In a planning meeting last week, councillors heard that Welsh ministers had been asked to call in the application, which meant Newport council’s planning committee was unable to make a decision.
The Welsh Government has 21 days to decide whether it will hear the case or dismiss the call-in, giving the final decision on the application back to Newport City Council
Planning officer Joanne Davidson said in the meeting: “The council received a holding directive from Welsh Government in relation to Uskmouth Power Station.
“The local authority is barred from favourably determining the application at the current time.”
The Uskmouth Power Station conversion project proposes to generate electricity from waste-derived fuel pellets, creating a “world first” blueprint for other coal-fired power stations to follow.
The fuel pellets will be produced from non-recyclable waste which would otherwise end up being sent to landfill or which would be incinerated.
The proposals up for consideration include erecting silos, conveyors, a de-dusting plant and an extension to a rail unloading shed.

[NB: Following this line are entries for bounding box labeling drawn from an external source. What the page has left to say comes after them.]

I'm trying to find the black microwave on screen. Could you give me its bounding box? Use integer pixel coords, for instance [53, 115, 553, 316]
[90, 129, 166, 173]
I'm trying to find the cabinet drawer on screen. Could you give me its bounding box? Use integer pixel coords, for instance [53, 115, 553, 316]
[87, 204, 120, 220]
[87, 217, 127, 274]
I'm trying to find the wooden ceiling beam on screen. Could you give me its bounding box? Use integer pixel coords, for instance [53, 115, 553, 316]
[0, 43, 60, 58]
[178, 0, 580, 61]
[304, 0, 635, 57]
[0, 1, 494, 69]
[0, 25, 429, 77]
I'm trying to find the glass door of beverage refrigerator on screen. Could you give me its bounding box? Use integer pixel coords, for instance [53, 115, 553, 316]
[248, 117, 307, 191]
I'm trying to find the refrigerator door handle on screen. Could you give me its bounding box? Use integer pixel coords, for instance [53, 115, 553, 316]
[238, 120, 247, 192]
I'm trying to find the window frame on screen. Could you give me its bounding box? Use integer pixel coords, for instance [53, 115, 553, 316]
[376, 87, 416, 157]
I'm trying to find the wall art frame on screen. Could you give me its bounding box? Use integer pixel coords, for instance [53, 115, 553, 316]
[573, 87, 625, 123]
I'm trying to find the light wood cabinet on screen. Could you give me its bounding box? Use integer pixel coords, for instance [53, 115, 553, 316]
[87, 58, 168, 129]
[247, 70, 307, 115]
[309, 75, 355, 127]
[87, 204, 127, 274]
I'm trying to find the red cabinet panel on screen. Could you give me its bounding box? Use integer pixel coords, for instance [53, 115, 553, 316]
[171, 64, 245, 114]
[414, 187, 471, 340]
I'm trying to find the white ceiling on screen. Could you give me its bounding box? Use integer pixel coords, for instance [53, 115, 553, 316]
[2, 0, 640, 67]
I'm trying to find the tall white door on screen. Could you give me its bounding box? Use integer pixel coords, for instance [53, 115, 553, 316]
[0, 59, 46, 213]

The planning report, which recommended approval of the plans, says “the development will facilitate the return of the plant to service and extend its operating life by approximately 20 years”.
The development would also create 15 additional jobs during the operational period.
Planning approval for the conversion is not part of the application as there is no change of use of the existing power station.
However, there are some concerns about the proposals.
The council’s landscape officer said in the planning report that “without appropriate mitigating measures, the adverse effect of the proposal on Western part of the Newport wetlands is likely to remain major”.
The Royal Society for the Protection of Birds, which works in partnership with Natural Resources Wales on the wetlands, has raised an objection to the application.
The RSPB has raised concerns over the impact on nature within and next to the application site and the potential for poor air quality.
The council also received an objection from a member of public who had concerns over lorries going in and out of the site, the potential impact on health and the visual impact over the wetlands.
The council will find out within 21 days whether the Welsh Government has decided to approve the call-in request or whether it will be handed back to the city council for a final decision.